A WALL STREET JOURNAL NEWS ROUNDUP
September 28, 2006

Russia’s foreign minister said the Kremlin didn’t want to scrap the contract for a $20 billion Royal Dutch Shell PLC oil-and-gas venture and wasn’t seeking to push foreigners out of its energy sector.

But as Sergei Lavrov sought to soothe fears over the energy projects, Russia’s environmental watchdog issued another harsh statement, saying Shell’s project might have caused ecological damage of $50 billion. Sakhalin Energy — the consortium led by Shell — has suggested environmental groups are exaggerating the extent of the damage, and insists it is keeping to ecological-safety standards.

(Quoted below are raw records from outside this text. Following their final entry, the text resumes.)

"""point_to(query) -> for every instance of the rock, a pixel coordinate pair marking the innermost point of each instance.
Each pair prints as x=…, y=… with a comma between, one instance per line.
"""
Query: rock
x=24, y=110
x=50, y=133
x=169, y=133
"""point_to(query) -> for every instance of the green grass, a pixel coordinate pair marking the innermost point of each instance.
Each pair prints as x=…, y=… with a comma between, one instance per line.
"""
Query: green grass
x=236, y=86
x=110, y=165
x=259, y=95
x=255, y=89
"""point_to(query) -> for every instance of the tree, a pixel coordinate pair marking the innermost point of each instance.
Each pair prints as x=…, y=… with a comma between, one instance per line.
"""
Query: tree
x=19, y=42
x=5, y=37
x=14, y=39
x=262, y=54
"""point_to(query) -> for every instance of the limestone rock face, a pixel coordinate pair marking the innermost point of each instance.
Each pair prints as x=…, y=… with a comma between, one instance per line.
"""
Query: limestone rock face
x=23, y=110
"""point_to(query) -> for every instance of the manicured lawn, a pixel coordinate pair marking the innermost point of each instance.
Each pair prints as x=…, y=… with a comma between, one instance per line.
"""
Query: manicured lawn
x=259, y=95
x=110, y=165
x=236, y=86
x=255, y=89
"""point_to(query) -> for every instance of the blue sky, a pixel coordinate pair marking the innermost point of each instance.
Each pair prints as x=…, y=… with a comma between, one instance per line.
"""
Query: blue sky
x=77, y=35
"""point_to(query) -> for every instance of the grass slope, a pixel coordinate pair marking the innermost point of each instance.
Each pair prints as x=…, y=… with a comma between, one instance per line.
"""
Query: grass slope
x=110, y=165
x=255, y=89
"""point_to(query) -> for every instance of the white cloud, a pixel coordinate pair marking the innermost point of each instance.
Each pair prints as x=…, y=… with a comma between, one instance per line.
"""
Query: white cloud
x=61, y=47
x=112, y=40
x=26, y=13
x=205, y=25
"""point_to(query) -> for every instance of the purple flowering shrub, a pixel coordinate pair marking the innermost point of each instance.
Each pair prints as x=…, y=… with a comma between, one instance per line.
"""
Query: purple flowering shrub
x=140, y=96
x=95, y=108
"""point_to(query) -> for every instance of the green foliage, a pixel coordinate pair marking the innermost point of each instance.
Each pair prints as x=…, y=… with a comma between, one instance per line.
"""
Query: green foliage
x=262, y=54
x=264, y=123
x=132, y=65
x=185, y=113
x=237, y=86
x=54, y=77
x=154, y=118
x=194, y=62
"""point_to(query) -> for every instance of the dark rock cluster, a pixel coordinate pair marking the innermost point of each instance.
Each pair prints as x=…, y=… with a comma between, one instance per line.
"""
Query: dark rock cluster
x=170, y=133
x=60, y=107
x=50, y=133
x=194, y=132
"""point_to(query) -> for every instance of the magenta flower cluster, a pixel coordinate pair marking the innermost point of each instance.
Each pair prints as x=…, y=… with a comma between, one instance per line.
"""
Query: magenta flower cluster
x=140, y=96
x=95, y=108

President Vladimir Putin, who has refrained so far from any direct comment on the project, which will ultimately supply customers in Japan and the U.S., urged the government to take measures against firms breaching license agreements.

Shell angered Moscow a year ago by doubling the estimated costs of its Sakhalin II oil-and-gas project, delivering a $10 billion bill, which, under Shell’s production-sharing agreement, is likely to land on the Kremlin’s doormat.

“Assertions about ‘revisions’ of [production-sharing agreements], and especially about squeezing foreigners out of the Russian energy sector, have absolutely no basis whatsoever,” the foreign ministry quoted Mr. Lavrov as telling a conference on Sakhalin, the Pacific island where the project is based. “Carrying out checks in no way means that licenses for developing deposits within the Sakhalin II project will be withdrawn.”